La loro presenza era tanto radicata he faceva parte dell’arredo urbano e non se
ne mettevano più a fuoco neanche i visi. Il pensiero corre a loro quando
Luciano De Crescenzo parla del sostituto portiere di Via Petrarca, “figura
mitologica avente la parte superiore umana e la parte inferiore costituita da
una sedia” (Così parlò Bellavista).
IL BAR DI SANTELLA
Il “Bar ‘e
Santella”, per i neon “Bar Vassallo”, era poco più avanti, lato stazione, e
aveva l’ingresso principale sul viale mentre l’ ingresso per il bigliardino era
di fianco, nel vicolo Macolino più noto come “ ‘int ‘u vicolo ‘e Santella”. Era
il punto di ritrovo di noi ragazzini non ancora ammessi a giocare al Bar Sport,
dove eravamo tollerati al massimo come spettatori silenziosi a braccia
conserte, in estasi davanti ai colpi di bravura dei “grandi”.
Da Santella si
passava quasi ogni pomeriggio, come per un rito.
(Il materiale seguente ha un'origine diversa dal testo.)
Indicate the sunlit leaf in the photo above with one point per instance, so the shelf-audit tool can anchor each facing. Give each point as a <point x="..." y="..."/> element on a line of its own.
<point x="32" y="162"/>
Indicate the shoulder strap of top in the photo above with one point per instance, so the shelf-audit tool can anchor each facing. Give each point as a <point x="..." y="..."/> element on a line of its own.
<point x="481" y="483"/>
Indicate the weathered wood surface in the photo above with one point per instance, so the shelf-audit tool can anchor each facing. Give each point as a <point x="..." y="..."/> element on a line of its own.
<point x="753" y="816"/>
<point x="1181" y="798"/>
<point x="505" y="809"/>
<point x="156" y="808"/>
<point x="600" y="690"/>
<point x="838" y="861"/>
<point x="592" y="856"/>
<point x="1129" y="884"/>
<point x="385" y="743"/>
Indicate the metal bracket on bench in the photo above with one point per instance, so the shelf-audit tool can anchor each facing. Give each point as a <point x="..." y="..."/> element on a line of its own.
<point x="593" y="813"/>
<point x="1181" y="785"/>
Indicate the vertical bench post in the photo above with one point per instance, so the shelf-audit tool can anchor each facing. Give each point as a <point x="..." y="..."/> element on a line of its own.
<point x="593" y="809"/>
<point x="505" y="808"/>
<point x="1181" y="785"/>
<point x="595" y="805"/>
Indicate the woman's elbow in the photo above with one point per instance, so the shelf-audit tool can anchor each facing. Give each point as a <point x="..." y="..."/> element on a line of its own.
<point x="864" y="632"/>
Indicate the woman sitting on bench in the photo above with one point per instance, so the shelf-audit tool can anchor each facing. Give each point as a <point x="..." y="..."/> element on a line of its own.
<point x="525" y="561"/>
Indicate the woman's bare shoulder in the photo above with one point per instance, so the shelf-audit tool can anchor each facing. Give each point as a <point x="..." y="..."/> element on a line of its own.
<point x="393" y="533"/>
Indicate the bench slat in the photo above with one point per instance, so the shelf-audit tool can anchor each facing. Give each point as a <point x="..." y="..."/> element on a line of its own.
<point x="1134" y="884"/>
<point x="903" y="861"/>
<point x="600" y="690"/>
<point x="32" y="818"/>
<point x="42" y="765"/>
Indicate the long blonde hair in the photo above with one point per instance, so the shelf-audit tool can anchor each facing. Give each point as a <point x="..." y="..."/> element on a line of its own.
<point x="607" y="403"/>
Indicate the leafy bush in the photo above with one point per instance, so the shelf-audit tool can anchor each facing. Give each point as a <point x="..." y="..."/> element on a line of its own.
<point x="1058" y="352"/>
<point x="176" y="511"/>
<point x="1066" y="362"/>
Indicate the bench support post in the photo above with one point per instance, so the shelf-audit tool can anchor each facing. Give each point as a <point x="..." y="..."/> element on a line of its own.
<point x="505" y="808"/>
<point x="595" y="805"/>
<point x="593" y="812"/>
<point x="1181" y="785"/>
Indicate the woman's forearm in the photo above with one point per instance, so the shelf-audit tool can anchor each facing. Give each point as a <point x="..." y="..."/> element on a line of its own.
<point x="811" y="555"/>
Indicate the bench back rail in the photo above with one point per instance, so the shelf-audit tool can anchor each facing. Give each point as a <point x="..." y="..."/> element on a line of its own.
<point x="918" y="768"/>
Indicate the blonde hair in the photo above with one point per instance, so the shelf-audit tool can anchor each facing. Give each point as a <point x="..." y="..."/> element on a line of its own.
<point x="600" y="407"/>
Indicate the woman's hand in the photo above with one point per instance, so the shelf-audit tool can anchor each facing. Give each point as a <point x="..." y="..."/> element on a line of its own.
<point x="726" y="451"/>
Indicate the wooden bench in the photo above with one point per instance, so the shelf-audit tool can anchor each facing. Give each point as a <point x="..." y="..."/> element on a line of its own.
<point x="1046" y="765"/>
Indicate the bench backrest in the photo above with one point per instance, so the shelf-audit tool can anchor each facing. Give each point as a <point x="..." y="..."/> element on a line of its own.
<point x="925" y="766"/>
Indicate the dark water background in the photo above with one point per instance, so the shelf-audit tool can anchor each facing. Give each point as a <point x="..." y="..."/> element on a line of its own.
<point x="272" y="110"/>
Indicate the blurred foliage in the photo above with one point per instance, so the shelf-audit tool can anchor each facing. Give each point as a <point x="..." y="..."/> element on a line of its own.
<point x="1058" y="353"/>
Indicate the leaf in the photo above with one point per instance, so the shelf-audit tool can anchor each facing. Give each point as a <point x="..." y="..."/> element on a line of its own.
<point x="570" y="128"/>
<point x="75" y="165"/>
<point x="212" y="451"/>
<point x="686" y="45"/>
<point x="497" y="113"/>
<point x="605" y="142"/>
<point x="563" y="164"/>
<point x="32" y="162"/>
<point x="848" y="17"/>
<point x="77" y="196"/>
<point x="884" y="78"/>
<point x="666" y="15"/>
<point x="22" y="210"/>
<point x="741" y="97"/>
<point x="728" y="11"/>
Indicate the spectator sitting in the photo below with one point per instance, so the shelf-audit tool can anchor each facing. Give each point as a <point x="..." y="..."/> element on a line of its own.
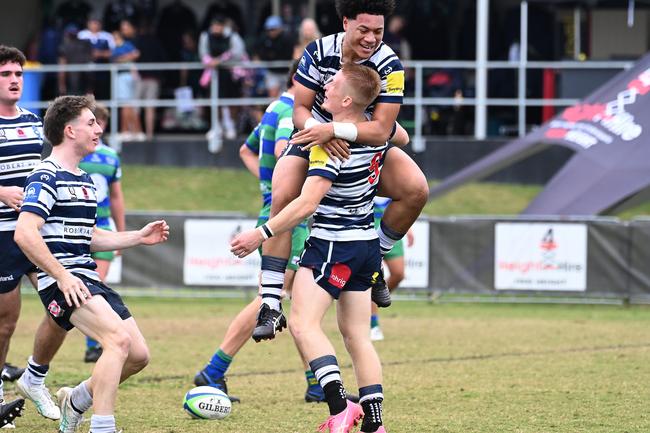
<point x="274" y="45"/>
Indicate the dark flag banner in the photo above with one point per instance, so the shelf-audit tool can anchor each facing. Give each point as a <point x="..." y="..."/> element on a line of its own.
<point x="609" y="133"/>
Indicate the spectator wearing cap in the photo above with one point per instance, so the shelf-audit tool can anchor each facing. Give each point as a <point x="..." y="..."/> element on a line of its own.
<point x="74" y="51"/>
<point x="218" y="44"/>
<point x="102" y="44"/>
<point x="274" y="45"/>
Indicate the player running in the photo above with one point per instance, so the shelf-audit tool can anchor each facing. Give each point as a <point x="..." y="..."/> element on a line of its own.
<point x="340" y="258"/>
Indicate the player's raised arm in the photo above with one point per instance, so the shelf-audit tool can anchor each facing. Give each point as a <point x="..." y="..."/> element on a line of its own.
<point x="313" y="191"/>
<point x="153" y="233"/>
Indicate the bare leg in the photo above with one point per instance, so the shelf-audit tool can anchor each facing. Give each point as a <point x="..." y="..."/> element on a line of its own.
<point x="403" y="181"/>
<point x="9" y="313"/>
<point x="353" y="314"/>
<point x="288" y="177"/>
<point x="97" y="320"/>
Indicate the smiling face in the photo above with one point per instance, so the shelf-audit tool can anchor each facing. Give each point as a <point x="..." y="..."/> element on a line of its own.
<point x="11" y="83"/>
<point x="363" y="34"/>
<point x="85" y="131"/>
<point x="336" y="94"/>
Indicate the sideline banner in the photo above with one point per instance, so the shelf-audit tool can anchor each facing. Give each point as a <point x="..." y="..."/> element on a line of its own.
<point x="208" y="260"/>
<point x="540" y="256"/>
<point x="416" y="258"/>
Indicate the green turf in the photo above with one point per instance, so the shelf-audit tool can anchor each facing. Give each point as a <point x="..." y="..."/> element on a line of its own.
<point x="210" y="189"/>
<point x="447" y="368"/>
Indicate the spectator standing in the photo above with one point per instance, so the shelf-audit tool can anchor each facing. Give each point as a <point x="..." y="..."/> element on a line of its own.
<point x="148" y="86"/>
<point x="126" y="53"/>
<point x="102" y="44"/>
<point x="274" y="44"/>
<point x="74" y="51"/>
<point x="216" y="45"/>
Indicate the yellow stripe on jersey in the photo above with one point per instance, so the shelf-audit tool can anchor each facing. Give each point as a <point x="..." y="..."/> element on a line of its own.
<point x="395" y="83"/>
<point x="317" y="157"/>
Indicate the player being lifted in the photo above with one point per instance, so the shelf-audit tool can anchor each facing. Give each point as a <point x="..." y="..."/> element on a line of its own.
<point x="340" y="258"/>
<point x="361" y="42"/>
<point x="56" y="231"/>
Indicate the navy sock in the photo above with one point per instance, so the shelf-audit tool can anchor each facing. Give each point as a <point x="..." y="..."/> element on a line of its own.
<point x="370" y="398"/>
<point x="326" y="370"/>
<point x="218" y="365"/>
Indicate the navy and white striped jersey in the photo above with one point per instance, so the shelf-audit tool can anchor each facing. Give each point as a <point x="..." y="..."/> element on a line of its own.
<point x="322" y="59"/>
<point x="346" y="211"/>
<point x="68" y="203"/>
<point x="21" y="144"/>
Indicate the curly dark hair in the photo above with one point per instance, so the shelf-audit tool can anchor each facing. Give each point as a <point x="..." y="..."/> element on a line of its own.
<point x="11" y="54"/>
<point x="352" y="8"/>
<point x="62" y="111"/>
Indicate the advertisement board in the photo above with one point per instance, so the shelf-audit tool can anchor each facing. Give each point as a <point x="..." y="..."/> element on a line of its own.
<point x="208" y="260"/>
<point x="540" y="256"/>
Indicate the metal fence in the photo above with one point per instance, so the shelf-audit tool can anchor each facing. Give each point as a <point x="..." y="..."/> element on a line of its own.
<point x="416" y="99"/>
<point x="587" y="260"/>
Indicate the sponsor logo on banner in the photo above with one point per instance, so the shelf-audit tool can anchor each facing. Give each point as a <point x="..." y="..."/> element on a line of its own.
<point x="589" y="124"/>
<point x="208" y="260"/>
<point x="540" y="256"/>
<point x="416" y="258"/>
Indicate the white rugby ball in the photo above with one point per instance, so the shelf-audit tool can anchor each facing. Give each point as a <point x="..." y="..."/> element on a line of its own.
<point x="207" y="402"/>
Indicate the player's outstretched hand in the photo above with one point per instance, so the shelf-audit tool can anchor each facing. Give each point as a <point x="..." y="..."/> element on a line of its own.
<point x="154" y="233"/>
<point x="246" y="242"/>
<point x="12" y="196"/>
<point x="74" y="290"/>
<point x="337" y="149"/>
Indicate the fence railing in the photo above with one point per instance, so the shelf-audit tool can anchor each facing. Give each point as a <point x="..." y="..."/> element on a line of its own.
<point x="416" y="98"/>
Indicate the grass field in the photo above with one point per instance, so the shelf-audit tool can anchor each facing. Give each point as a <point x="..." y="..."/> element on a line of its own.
<point x="447" y="368"/>
<point x="211" y="190"/>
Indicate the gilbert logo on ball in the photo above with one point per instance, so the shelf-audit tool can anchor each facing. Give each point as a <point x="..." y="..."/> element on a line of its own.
<point x="207" y="402"/>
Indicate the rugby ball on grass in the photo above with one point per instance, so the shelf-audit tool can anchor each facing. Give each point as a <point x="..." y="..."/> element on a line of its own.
<point x="207" y="402"/>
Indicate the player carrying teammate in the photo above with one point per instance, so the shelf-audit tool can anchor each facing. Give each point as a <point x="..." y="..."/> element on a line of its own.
<point x="340" y="258"/>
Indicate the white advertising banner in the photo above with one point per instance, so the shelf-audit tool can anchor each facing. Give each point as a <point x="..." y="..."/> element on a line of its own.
<point x="540" y="256"/>
<point x="208" y="260"/>
<point x="416" y="257"/>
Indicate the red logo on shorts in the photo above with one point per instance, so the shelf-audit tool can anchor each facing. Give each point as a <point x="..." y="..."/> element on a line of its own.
<point x="55" y="309"/>
<point x="340" y="275"/>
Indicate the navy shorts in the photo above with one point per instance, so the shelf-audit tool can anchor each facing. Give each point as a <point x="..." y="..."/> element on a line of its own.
<point x="339" y="266"/>
<point x="295" y="150"/>
<point x="58" y="308"/>
<point x="13" y="263"/>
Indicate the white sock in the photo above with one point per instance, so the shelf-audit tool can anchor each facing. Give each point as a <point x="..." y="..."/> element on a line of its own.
<point x="81" y="398"/>
<point x="35" y="374"/>
<point x="102" y="424"/>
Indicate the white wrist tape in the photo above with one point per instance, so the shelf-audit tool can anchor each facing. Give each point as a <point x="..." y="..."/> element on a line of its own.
<point x="346" y="131"/>
<point x="266" y="231"/>
<point x="311" y="122"/>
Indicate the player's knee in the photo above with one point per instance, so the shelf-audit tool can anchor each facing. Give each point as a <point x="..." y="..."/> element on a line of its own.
<point x="118" y="341"/>
<point x="296" y="327"/>
<point x="7" y="326"/>
<point x="139" y="358"/>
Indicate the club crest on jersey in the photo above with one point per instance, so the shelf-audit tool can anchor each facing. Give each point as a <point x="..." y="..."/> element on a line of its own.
<point x="73" y="194"/>
<point x="32" y="193"/>
<point x="55" y="309"/>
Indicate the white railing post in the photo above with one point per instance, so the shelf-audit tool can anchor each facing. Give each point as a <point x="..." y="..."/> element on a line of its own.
<point x="523" y="59"/>
<point x="480" y="116"/>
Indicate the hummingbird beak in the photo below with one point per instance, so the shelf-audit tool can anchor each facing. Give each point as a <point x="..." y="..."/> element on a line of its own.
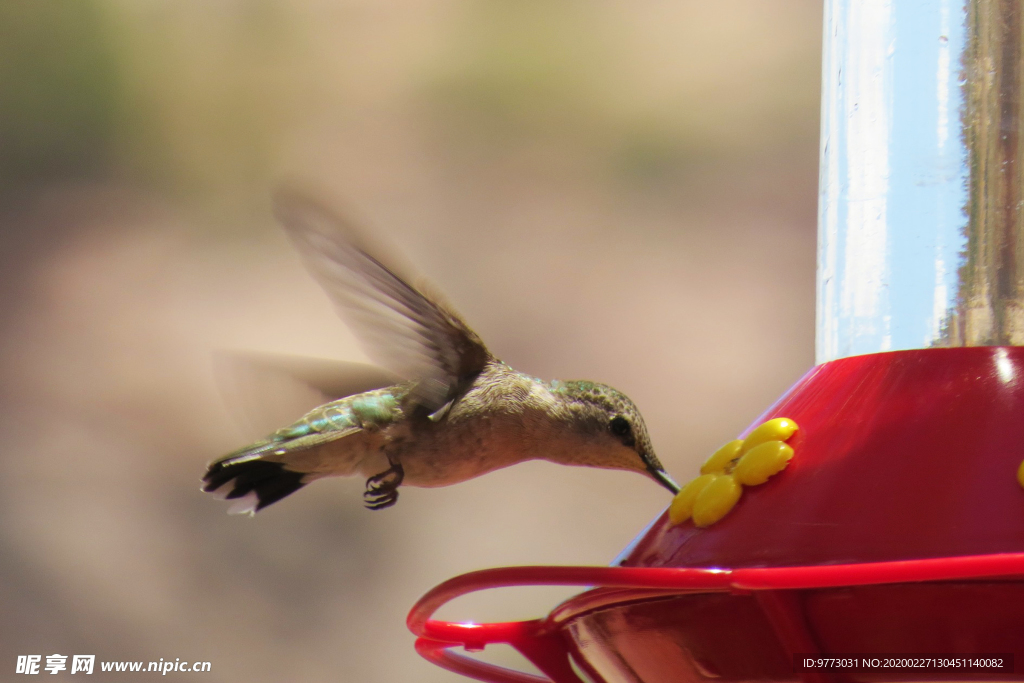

Chini sulle stecche, ci
buttavamo in tornei pieni di urla, di sudore e spesso di fazzoletti messi nelle
buche delle porte per riciclare a tempo indeterminato l’ultima pallina. I
gettoni, infatti, costavano 20 lire ed erano l’alternativa a tre sigarette che
mia zia Elenuccia, nel vicino tabacchino, vendeva anche sfuse, riservando la
consegna in bustina di carta solo ai forestieri.
Il trucco del
fazzoletto non sempre riusciva e spesso ci sorprendeva Santella o il marito,
Don Arcangelo. Insospettiti da partite interminabili non compatibili con
l’acquisto dei gettoni che avevamo comprato, irrompevano dopo aver calcolato
che il rumore delle stecche non si alternava ogni tanto con il tonfo cupo delle
10 palline che precipitano giù ad ogni gettone. Sgridate, fuga disordinata
verso l’uscita sul vicolo lasciando spesso nel bigliardino la cartaccia o i
fazzoletti non recuperati in tempo e di fronte ai quali, vero corpo del reato,
non avevamo alcun alibi. Si ritornava come se nulla fosse e la buona Santella,
con lo sguardo truce, faceva finta di aver dimenticato i “fetienti” del giorno
prima. Passato qualche anno avemmo la copertura di Fulvio, il figlio più
piccolo di Santella, che intanto era cresciuto ed era dei nostri.
IL BAR CENTRALE
Il Bar Centrale, di
fronte al Bar Sport, era piccolo, ad angolo, privilegiato dai forestieri che
con le buste della spesa attendevano lì davanti la fermata delle “corriere” per
i paesi vicini. Penalizzato dal continuo alternarsi di gestori cambiava spesso
nome, poteva contare su due o tre tavolini e chi vi entrava lo faceva solo per
una consumazione frettolosa. D’estate i tavolini dilagavano a ventaglio sul
marciapiede e per tre mesi chi voleva passare di lì doveva dribblarli.
Poco più avanti,
verso la Chiesa, c’era il Bar di Cleonice. Di fronte aveva il Circolo
ACLI di Stanzione dove si giocava anche a bocce. Con quello di Scialone “’ncopp
‘a chiesa” era il pallaio di Telese, regno del “padrone e sotto”, rito
collettivo nato per svuotare fino alla nausea intere casse di birra.
Cleonice un bel
giorno spiazzò tutti mettendo nel locale un bellissimo bigliardo, dove potevano
giocare anche i ragazzi smollicando senza molti rimproveri le sue fette di pane
e mortadella innaffiate col chinotto. La novità andò avanti per un pò ma una
clientela volubile si ridivise tra altri locali.
IL BAR ORFITELLI
D’estate ci si
spostava tutti verso le Terme ed allora uno dei passaggi obbligati era la sosta
o il gelato al Bar di Geppino Orfitelli, davanti alle Terme. Lavorava alle
Poste ma aveva aperto con il padre “zi Lisandro” un grazioso locale di pochi
metri quadri. Intorno tanti tavolini da dove si teneva sotto controllo il
piazzale, delimitato da quattro giganteschi platani messi poi di contorno
all’aiuola della Madonnina e finiti, tanti anni dopo, in una discarica di
periferia. Dal Bar di Geppino c’era un osservatorio privilegiato per
controllare il cancello pedonale delle terme e vedere chi entrava e chi usciva.
Il Bar di Geppino verrà utilizzato anche come quartiere generale delle Giurie
ogni volta che – rubando il tempo all’università – organizzavamo le animate
Caccia al Tesoro automobilistiche in giro per i paesi della provincia.
Immagini un po’
sfocate di una Telese tratta dal cassetto dei ricordi che abbiamo vissuto
mitigando studio o lavoro con locali senza pretese e la mente proiettata
verso un futuro che si fantasticava come sempre migliore.